I told him about the millionaire Bryan Johnson. After making his money in tech, he’s become a “biohacker” who has become famous for trying to slow, stop, or even reverse aging. He spends $2 million a year, works with 30 doctors and experts, and tracks hundreds of bio markers constantly. He has an extreme diet, takes dozens of supplements, controls his sleep and light exposure, and even experimented with things like blood transfusions from his son. He’s trying to defeat the strongest enemy of all, death, but he just looks foolish doing it. All the ice baths and stats checks and protocols can’t hold off death, because it’s too strong.
Here in this living room there were no doctors and no around the clock care and no secret protocols. Sure he takes medicine and sees doctors and does what he can, but that’s not what makes him different. Those words have meaning because Phillip is putting the strength of cancer to shame by the way he lives, and by the way he dies. He will be the first to tell you it hasn’t always been this way. He tried to find happiness in many other things for many years, until Christ found him in the desperate prayers of a junkie. By God’s grace he got clean and began to preach and help other men in addiction, and led a ministry to help others do the same. He got married, restored relationships he had broken, and was seeing God move in mighty ways. But then the cancer came.
He attacked it with the same energy he had overcome addiction with and that he pursued God with. But cancer is strong, and it doesn’t accept defeat. Even if he doesn’t beat cancer physically, he is beating it another way. He’s weak in every sense of the word right now, but God is using that weakness to put cancer to shame. The millionaire who tries to defeat death with money and tricks just looks like a fool to most of us. But the man who has been beat up by chemo, radiation, tumors, and pain looks like a hero who can put cancer to shame. He’s putting cancer to shame by how he lives, and how he dies.

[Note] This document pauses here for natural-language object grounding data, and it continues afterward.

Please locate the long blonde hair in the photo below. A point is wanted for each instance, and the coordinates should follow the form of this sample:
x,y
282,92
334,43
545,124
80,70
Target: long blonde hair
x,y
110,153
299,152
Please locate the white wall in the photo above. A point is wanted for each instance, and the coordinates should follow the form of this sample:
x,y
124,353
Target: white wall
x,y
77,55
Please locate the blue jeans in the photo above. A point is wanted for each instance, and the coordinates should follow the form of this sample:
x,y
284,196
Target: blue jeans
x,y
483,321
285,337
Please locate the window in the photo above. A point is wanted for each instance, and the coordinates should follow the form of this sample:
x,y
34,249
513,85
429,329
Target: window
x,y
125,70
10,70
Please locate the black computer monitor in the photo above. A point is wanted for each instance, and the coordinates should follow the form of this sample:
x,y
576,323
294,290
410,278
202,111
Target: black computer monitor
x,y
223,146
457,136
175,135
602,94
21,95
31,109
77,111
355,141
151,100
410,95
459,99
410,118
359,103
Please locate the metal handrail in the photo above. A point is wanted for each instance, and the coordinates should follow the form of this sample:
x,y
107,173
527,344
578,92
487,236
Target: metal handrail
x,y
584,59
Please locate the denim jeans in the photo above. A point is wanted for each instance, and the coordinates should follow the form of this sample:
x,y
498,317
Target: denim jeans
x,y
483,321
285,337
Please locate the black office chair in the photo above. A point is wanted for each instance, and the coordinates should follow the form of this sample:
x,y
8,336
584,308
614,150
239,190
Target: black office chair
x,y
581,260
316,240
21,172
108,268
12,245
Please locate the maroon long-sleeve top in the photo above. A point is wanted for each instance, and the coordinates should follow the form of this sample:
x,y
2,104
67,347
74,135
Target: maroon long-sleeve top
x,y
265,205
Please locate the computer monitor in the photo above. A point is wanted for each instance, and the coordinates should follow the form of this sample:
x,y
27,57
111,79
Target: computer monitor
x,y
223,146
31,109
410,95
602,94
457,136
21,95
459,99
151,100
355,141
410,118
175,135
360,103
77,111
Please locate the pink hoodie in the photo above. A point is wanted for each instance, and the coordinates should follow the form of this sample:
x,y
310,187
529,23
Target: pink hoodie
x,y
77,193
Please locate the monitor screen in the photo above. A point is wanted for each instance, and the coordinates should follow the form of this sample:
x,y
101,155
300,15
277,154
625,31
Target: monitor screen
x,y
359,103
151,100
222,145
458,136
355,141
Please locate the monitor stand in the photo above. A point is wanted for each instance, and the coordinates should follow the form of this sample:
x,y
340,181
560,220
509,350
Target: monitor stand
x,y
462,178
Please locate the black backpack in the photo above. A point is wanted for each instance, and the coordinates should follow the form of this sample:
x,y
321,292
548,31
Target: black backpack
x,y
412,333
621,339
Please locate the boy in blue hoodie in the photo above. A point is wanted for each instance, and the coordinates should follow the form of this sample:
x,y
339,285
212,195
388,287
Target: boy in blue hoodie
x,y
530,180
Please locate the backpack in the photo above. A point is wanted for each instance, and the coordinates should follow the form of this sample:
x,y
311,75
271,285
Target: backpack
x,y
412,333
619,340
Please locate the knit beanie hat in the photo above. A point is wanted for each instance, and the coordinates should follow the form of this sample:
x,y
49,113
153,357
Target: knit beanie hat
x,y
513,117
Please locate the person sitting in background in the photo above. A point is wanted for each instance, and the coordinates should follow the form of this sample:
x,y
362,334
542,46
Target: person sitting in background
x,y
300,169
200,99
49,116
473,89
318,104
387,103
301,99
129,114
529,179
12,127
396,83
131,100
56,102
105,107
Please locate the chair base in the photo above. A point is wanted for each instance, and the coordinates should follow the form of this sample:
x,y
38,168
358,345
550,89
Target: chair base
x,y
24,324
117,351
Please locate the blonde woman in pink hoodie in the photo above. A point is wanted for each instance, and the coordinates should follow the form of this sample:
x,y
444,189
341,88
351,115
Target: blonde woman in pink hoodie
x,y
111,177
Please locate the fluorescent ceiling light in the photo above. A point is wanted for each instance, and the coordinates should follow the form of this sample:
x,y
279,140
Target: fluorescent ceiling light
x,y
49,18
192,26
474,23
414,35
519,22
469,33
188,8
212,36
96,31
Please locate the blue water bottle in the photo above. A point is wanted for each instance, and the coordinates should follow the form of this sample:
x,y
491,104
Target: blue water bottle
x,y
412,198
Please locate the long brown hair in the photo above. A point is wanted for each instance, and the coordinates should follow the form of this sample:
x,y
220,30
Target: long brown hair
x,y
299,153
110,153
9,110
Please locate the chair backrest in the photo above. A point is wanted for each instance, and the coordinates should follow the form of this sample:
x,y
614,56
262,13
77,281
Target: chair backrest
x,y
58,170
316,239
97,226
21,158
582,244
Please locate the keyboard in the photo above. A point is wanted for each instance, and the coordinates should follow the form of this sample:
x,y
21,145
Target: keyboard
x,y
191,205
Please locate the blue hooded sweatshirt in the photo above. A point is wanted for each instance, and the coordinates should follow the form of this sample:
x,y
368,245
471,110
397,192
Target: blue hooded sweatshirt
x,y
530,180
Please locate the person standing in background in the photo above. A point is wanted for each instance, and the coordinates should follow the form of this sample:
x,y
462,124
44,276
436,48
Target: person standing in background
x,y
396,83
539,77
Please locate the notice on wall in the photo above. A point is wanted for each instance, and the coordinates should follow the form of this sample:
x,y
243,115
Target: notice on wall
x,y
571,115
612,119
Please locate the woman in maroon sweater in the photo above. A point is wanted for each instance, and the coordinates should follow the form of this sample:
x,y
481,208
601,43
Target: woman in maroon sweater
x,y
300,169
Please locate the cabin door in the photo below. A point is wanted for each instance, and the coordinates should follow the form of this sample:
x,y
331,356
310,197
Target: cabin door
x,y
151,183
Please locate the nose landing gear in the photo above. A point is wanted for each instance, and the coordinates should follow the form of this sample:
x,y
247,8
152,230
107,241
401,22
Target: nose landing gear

I’ll remember that conversation the rest of my life. That moment will be burned into my heart, and every time I hear that verse I’ll think of the weak man who put cancer to shame. Not by his own strength, and not by his money or team of doctors, but by Christ. God uses the foolish things of the world to shame the wise, the weak things of the world to shame the strong. God used Phillip that day to remind me of the truth of scripture, of the power of God to change lives, and of the hope that Christians have. Why does God work this way?
“Because the foolishness of God is wiser than men, and the weakness of God is stronger than men. “ Through God we can learn lessons on generosity from the poor, we can learn about leading from servants, and we can learn how to live from those who are dying.